The distribution differs from the estimates from the first part of the assignment.   
Impact: Having the adjusted number of steps, mean and median are equal. The distribution looks more like a normal distribution and the number of days with zero steps are much lower.

## Are there differences in activity patterns between weekdays and weekends?
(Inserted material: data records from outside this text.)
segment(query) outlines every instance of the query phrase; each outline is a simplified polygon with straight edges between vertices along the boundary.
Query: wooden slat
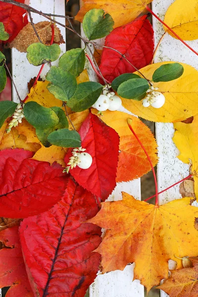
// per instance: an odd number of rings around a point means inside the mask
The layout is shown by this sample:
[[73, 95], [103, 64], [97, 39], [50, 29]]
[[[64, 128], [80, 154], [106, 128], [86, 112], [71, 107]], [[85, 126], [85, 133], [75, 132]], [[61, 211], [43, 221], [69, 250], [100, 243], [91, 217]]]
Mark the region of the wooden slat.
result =
[[[163, 20], [168, 7], [174, 1], [174, 0], [154, 0], [152, 2], [152, 9]], [[152, 23], [156, 46], [164, 31], [161, 24], [154, 18], [152, 18]], [[198, 51], [197, 41], [187, 42], [192, 48]], [[164, 61], [184, 62], [198, 70], [198, 56], [179, 40], [175, 39], [167, 34], [162, 40], [154, 59], [155, 63]], [[158, 146], [157, 181], [158, 191], [160, 192], [187, 176], [189, 174], [189, 166], [177, 158], [179, 151], [172, 140], [174, 132], [173, 124], [156, 123], [155, 131]], [[162, 204], [179, 198], [181, 198], [181, 196], [179, 193], [179, 185], [178, 185], [161, 194], [159, 201]], [[170, 261], [170, 268], [173, 269], [174, 266], [174, 262]], [[161, 297], [167, 296], [164, 292], [161, 291]]]

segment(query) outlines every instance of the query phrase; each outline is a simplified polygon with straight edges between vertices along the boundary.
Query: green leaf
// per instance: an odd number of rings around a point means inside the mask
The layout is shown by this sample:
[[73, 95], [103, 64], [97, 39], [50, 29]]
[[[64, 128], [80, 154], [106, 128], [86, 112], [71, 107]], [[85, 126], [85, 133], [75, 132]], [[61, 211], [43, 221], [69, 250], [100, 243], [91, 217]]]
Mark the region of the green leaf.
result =
[[134, 99], [139, 101], [144, 98], [146, 91], [149, 89], [148, 82], [144, 78], [129, 79], [118, 87], [118, 94], [126, 99]]
[[184, 67], [179, 63], [162, 65], [156, 69], [152, 75], [152, 80], [155, 83], [169, 82], [180, 77], [184, 73]]
[[134, 74], [134, 73], [124, 73], [124, 74], [121, 74], [113, 80], [111, 83], [112, 88], [115, 91], [115, 92], [117, 92], [120, 85], [122, 84], [122, 83], [124, 83], [124, 82], [126, 82], [127, 80], [129, 80], [129, 79], [132, 79], [133, 78], [141, 78], [139, 75]]
[[7, 76], [5, 69], [3, 65], [0, 66], [0, 93], [2, 91], [5, 87], [7, 82]]
[[73, 49], [66, 51], [59, 60], [59, 67], [70, 72], [75, 77], [84, 70], [85, 53], [82, 49]]
[[6, 118], [14, 113], [17, 105], [18, 103], [12, 101], [0, 101], [0, 128]]
[[27, 49], [27, 58], [35, 66], [44, 63], [55, 61], [60, 53], [60, 49], [58, 45], [45, 46], [40, 43], [30, 45]]
[[25, 104], [24, 113], [26, 119], [35, 128], [53, 128], [58, 124], [58, 117], [51, 108], [44, 107], [33, 101]]
[[8, 33], [5, 31], [4, 25], [0, 22], [0, 40], [5, 41], [9, 39], [9, 35]]
[[78, 148], [81, 146], [79, 134], [67, 129], [53, 131], [48, 136], [48, 140], [52, 145], [63, 148]]
[[73, 111], [83, 111], [91, 107], [97, 101], [102, 91], [102, 86], [95, 82], [86, 82], [78, 85], [74, 96], [67, 105]]
[[77, 83], [75, 76], [59, 67], [51, 67], [46, 79], [51, 83], [48, 85], [48, 90], [59, 100], [67, 101], [76, 92]]
[[114, 22], [108, 13], [104, 15], [103, 9], [91, 9], [85, 14], [83, 28], [89, 40], [104, 37], [111, 32]]

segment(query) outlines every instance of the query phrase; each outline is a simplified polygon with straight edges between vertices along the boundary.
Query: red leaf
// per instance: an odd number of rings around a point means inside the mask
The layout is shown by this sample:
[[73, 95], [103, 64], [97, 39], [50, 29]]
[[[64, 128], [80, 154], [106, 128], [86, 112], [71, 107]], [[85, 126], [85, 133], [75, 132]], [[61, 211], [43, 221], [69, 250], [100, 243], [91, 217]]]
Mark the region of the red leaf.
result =
[[[79, 185], [104, 200], [116, 185], [118, 134], [92, 113], [83, 122], [79, 133], [82, 146], [91, 154], [93, 162], [88, 169], [76, 166], [70, 170], [70, 173]], [[65, 156], [66, 164], [71, 156], [71, 151], [70, 149]]]
[[68, 179], [62, 167], [27, 158], [23, 149], [0, 151], [0, 216], [25, 218], [51, 207], [64, 195]]
[[67, 194], [48, 211], [19, 228], [29, 279], [35, 296], [84, 297], [99, 270], [101, 229], [83, 223], [99, 210], [94, 195], [70, 180]]
[[[24, 3], [25, 0], [17, 0], [16, 2]], [[12, 41], [24, 26], [28, 24], [27, 15], [23, 17], [23, 15], [26, 13], [26, 11], [21, 7], [0, 1], [0, 22], [3, 23], [5, 31], [10, 36], [8, 40], [2, 42], [3, 43]]]
[[17, 226], [0, 231], [0, 288], [9, 287], [6, 297], [33, 297], [22, 253]]
[[[137, 18], [127, 25], [113, 30], [106, 38], [105, 45], [124, 54], [138, 69], [148, 65], [154, 49], [153, 30], [147, 15]], [[121, 55], [104, 48], [99, 69], [104, 78], [111, 82], [121, 74], [134, 72], [136, 69]]]

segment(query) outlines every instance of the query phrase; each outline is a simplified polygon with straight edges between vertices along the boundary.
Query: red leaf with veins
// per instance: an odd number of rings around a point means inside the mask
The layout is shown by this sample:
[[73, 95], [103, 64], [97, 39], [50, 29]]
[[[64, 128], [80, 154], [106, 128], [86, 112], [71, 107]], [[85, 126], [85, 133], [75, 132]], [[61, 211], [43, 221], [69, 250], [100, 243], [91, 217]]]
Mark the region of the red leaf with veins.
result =
[[51, 207], [65, 194], [68, 179], [62, 167], [30, 160], [23, 149], [0, 151], [0, 216], [25, 218]]
[[101, 229], [82, 222], [99, 210], [94, 196], [70, 180], [64, 198], [22, 222], [20, 238], [35, 296], [84, 297], [99, 270], [100, 255], [92, 252]]
[[0, 249], [0, 288], [9, 287], [6, 297], [33, 297], [22, 253], [18, 227], [0, 232], [0, 241], [5, 248]]
[[[147, 15], [113, 30], [106, 37], [105, 46], [117, 50], [140, 69], [151, 61], [154, 50], [153, 30]], [[99, 69], [104, 78], [111, 82], [123, 73], [136, 69], [122, 56], [109, 49], [104, 48]]]
[[[16, 2], [24, 3], [25, 0], [17, 0]], [[3, 23], [5, 31], [10, 36], [8, 40], [2, 42], [6, 44], [12, 41], [18, 35], [21, 30], [28, 23], [28, 18], [26, 14], [23, 15], [26, 11], [15, 5], [0, 1], [0, 22]]]
[[[70, 169], [70, 173], [79, 185], [104, 200], [116, 185], [118, 134], [91, 113], [83, 123], [79, 133], [82, 147], [91, 154], [93, 162], [88, 169], [77, 166]], [[66, 164], [72, 155], [72, 149], [70, 149], [65, 156]]]

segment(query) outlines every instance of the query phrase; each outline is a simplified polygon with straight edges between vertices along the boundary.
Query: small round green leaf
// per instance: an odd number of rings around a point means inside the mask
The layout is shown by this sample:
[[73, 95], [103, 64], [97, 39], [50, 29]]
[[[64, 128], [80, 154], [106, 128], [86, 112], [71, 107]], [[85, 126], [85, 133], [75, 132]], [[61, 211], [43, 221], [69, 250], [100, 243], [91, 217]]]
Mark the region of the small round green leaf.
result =
[[68, 129], [53, 131], [48, 136], [48, 140], [52, 145], [63, 148], [78, 148], [81, 146], [79, 134]]
[[95, 82], [86, 82], [78, 85], [74, 96], [67, 105], [73, 111], [83, 111], [91, 107], [97, 100], [102, 91], [102, 86]]
[[115, 79], [113, 80], [111, 83], [111, 87], [115, 92], [117, 91], [117, 89], [120, 85], [126, 82], [129, 79], [132, 79], [133, 78], [141, 78], [140, 76], [134, 73], [124, 73], [119, 75]]
[[152, 80], [155, 83], [169, 82], [180, 77], [184, 71], [183, 66], [179, 63], [162, 65], [154, 72]]
[[59, 67], [51, 67], [46, 79], [51, 83], [48, 86], [48, 90], [59, 100], [67, 101], [76, 92], [77, 83], [75, 76]]
[[111, 32], [114, 22], [108, 13], [104, 14], [103, 9], [91, 9], [85, 14], [83, 28], [89, 40], [104, 37]]
[[14, 113], [17, 105], [17, 103], [12, 101], [0, 101], [0, 128], [6, 118]]
[[35, 66], [43, 63], [55, 61], [60, 53], [60, 49], [58, 45], [45, 46], [40, 43], [30, 45], [27, 49], [27, 58]]
[[9, 37], [8, 33], [5, 31], [3, 24], [0, 22], [0, 40], [5, 41], [9, 39]]
[[149, 89], [148, 82], [144, 78], [134, 78], [122, 83], [118, 87], [118, 94], [126, 99], [139, 101], [145, 97]]
[[82, 49], [73, 49], [61, 56], [58, 66], [77, 77], [84, 70], [85, 53]]
[[44, 107], [33, 101], [25, 104], [24, 113], [27, 121], [35, 128], [53, 128], [58, 124], [58, 117], [51, 108]]

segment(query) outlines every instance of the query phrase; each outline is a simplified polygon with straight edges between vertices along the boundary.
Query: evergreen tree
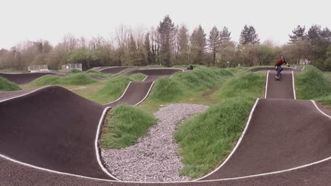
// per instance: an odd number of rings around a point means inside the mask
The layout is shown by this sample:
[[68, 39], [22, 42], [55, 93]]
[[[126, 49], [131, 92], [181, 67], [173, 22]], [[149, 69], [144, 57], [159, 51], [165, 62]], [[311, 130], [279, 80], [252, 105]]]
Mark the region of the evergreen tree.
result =
[[180, 62], [189, 62], [189, 34], [185, 25], [178, 30], [178, 58]]
[[[214, 26], [209, 32], [209, 39], [208, 39], [208, 45], [209, 49], [213, 53], [213, 65], [215, 66], [216, 54], [221, 44], [221, 33], [216, 26]], [[208, 66], [209, 66], [209, 61], [208, 61]]]
[[159, 60], [166, 66], [170, 66], [171, 58], [171, 45], [174, 39], [175, 25], [169, 16], [166, 16], [163, 21], [158, 26], [158, 40], [160, 47]]
[[201, 25], [199, 25], [199, 27], [193, 31], [190, 39], [193, 63], [203, 64], [207, 39], [206, 34]]
[[292, 30], [293, 35], [289, 35], [289, 40], [291, 42], [294, 42], [298, 39], [303, 40], [306, 38], [306, 27], [301, 27], [298, 25], [296, 28]]
[[259, 44], [260, 39], [255, 32], [255, 29], [253, 26], [248, 26], [245, 25], [244, 28], [241, 31], [240, 37], [239, 39], [239, 43], [242, 45], [248, 44]]

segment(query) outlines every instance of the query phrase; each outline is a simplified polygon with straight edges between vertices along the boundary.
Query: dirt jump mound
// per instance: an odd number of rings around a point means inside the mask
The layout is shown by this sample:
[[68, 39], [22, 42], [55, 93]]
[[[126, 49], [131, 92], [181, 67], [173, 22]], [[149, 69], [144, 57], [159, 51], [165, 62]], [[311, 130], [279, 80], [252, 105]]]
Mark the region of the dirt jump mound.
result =
[[0, 154], [43, 168], [111, 179], [95, 147], [104, 108], [55, 86], [0, 102]]

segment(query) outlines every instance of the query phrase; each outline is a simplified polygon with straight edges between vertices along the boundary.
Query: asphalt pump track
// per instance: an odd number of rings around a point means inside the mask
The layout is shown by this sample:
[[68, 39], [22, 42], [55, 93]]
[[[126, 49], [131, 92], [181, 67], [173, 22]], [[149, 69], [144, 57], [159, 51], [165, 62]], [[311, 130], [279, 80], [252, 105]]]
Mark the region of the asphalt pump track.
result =
[[54, 75], [57, 76], [67, 76], [66, 74], [59, 73], [0, 73], [0, 77], [7, 79], [18, 85], [28, 84], [33, 80], [46, 75]]
[[0, 185], [328, 185], [331, 112], [296, 100], [291, 71], [281, 81], [272, 73], [233, 150], [194, 182], [111, 180], [95, 145], [108, 106], [53, 86], [7, 95], [0, 101]]

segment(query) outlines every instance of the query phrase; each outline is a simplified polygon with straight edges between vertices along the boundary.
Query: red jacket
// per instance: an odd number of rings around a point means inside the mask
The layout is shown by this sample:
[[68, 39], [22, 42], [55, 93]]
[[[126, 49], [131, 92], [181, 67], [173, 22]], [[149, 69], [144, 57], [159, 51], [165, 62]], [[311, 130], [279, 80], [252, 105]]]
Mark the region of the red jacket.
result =
[[283, 63], [287, 64], [286, 61], [283, 61], [283, 60], [281, 58], [279, 58], [279, 60], [277, 60], [277, 61], [276, 61], [276, 63], [274, 63], [274, 66], [281, 66]]

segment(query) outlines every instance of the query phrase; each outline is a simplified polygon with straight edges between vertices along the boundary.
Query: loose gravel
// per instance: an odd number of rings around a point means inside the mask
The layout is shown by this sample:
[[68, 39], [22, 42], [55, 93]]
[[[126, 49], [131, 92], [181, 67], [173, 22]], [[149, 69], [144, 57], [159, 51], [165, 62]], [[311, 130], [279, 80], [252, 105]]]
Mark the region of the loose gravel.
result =
[[151, 128], [146, 136], [138, 139], [136, 144], [122, 149], [101, 149], [108, 168], [122, 180], [190, 180], [190, 178], [179, 175], [184, 166], [177, 154], [180, 149], [173, 135], [177, 123], [207, 108], [207, 106], [187, 104], [169, 104], [161, 108], [154, 113], [158, 123]]

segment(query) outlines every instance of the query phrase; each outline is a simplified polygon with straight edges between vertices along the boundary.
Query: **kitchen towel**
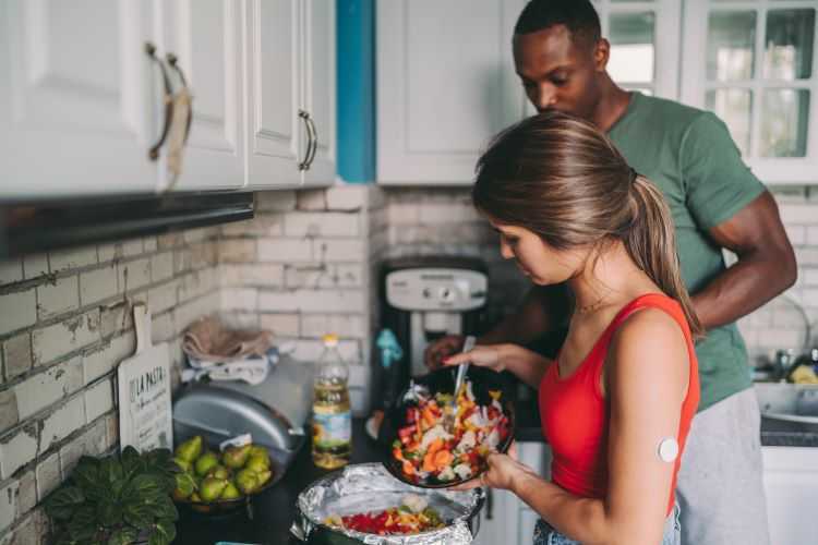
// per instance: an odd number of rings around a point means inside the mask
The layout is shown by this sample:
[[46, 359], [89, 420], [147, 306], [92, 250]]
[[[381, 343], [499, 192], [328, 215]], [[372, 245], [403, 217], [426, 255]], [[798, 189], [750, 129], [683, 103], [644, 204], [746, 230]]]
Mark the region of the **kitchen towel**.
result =
[[208, 362], [264, 358], [272, 346], [272, 331], [228, 329], [215, 316], [206, 316], [191, 324], [182, 339], [185, 354]]

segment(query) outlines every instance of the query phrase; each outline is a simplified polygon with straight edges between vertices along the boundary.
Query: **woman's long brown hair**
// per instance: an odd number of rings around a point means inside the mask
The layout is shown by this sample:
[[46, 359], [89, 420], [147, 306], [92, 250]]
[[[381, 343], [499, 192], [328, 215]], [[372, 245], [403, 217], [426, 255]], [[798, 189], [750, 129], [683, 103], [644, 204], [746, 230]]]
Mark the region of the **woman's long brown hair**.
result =
[[548, 111], [505, 130], [478, 161], [472, 198], [496, 221], [524, 227], [555, 250], [622, 241], [634, 263], [678, 301], [694, 336], [703, 334], [661, 191], [591, 123]]

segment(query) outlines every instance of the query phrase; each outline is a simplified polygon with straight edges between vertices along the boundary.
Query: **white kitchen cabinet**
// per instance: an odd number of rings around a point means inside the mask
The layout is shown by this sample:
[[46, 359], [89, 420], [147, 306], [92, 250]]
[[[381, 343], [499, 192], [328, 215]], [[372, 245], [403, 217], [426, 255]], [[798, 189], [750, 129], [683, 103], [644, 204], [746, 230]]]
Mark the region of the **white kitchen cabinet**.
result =
[[762, 447], [761, 453], [771, 543], [815, 543], [818, 449]]
[[152, 5], [0, 0], [0, 198], [156, 189]]
[[377, 181], [465, 184], [522, 119], [512, 37], [524, 0], [377, 4]]
[[[244, 0], [168, 0], [160, 49], [176, 55], [193, 95], [193, 117], [173, 191], [244, 184]], [[171, 71], [176, 84], [178, 73]], [[160, 189], [168, 186], [165, 154]]]
[[248, 15], [246, 187], [328, 185], [335, 180], [334, 2], [250, 0]]

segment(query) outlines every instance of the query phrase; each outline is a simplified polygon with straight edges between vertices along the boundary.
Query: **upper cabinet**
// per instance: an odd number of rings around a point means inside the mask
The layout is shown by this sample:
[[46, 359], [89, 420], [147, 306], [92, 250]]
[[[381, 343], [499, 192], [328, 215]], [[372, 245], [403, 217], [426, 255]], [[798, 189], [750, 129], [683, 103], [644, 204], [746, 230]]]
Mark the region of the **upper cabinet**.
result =
[[380, 183], [470, 183], [489, 140], [522, 119], [512, 36], [524, 4], [378, 2]]
[[0, 0], [0, 199], [335, 180], [327, 0]]
[[815, 0], [687, 0], [682, 98], [714, 111], [766, 183], [815, 183]]
[[0, 197], [156, 189], [152, 5], [0, 0]]
[[335, 181], [335, 2], [251, 0], [248, 187]]
[[[241, 187], [244, 1], [164, 0], [160, 5], [164, 34], [159, 46], [175, 56], [176, 68], [170, 66], [169, 76], [190, 89], [192, 111], [190, 128], [185, 126], [190, 132], [182, 150], [182, 173], [173, 184], [173, 177], [163, 168], [166, 175], [159, 189], [171, 184], [178, 191]], [[166, 160], [168, 154], [163, 155]]]

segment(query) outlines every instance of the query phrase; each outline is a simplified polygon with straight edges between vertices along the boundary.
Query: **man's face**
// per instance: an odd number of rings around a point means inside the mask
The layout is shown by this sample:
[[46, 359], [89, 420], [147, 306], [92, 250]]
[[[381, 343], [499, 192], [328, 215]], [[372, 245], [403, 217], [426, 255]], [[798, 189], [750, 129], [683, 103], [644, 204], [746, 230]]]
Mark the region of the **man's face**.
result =
[[572, 39], [564, 25], [514, 37], [514, 63], [528, 99], [542, 112], [553, 108], [592, 120], [599, 100], [597, 75], [608, 63], [608, 43]]

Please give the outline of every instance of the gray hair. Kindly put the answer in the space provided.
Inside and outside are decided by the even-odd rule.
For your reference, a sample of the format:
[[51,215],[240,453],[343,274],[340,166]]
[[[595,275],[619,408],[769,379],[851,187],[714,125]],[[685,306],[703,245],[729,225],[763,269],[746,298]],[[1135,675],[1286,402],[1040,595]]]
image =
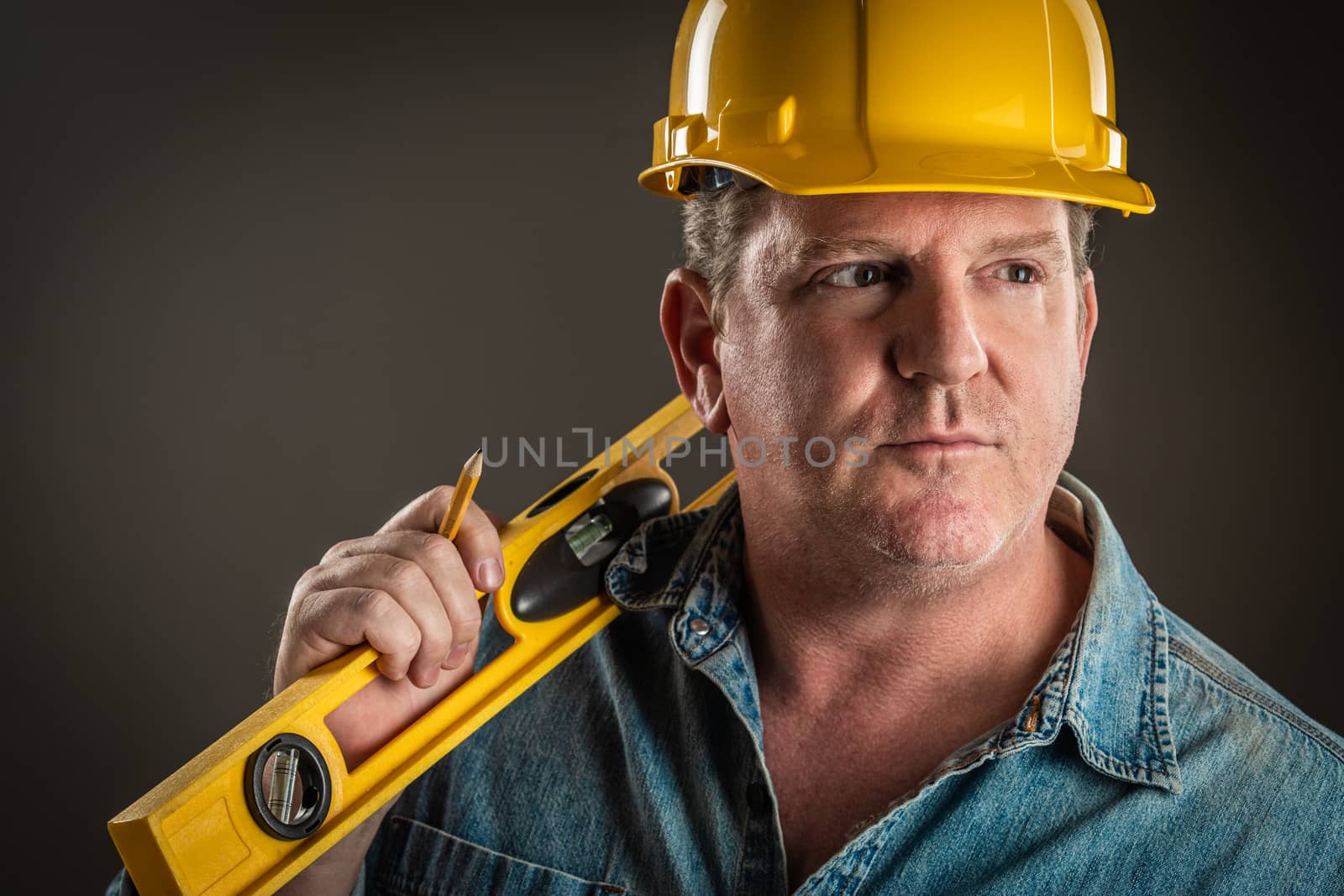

At first we generate an additional column **weekday** (TRUE or FALSE) indicating if the current day is weekday (Monday till Friday) or not.
```{r}
adjustedDataFrame$weekday <- weekdays(activityDataFrame$date, abbreviate = TRUE) %in%
                             c("Mo", "Di", "Mi", "Do", "Fr")
summary(adjustedDataFrame$weekday)
```

Now, we have a look at the average number of steps over a day for weekdays and weekend. We use the **interval** column since it was used in the example plot:
```{r, fig.height=7.5}
stepsPerIntervalWeekday <- summarize(group_by(adjustedDataFrame[adjustedDataFrame$weekday==TRUE,], interval),  AverageSteps = mean(steps, na.rm=TRUE))
stepsPerIntervalWeekend <- summarize(group_by(adjustedDataFrame[adjustedDataFrame$weekday==FALSE,], interval), AverageSteps = mean(steps, na.rm=TRUE))
par(mfrow = c(2,1))
plot(stepsPerIntervalWeekday$interval, stepsPerIntervalWeekday$AverageSteps, 
     type = "l",
     main = "Average Number of Steps over Time (Weekday)", xlab = "Interval",
     ylab = "Average Number of Steps", lwd = 2,
     ylim = c(0, 250))
plot(stepsPerIntervalWeekend$interval, stepsPerIntervalWeekend$AverageSteps, 
     type = "l",
     main = "Average Number of Steps over Time (Weekend)", xlab = "Interval",
     ylab = "Average Number of Steps", lwd = 2,
     ylim = c(0, 250))
```

Result: On weekends, the steps are more distributed over the day. At weekdays there is a peak in the morning and only little peaks in the afternoon and in the evening.  
On weekends, steps occur later in the morning than on weekdays (e.g. people sleep longer than on weekdays).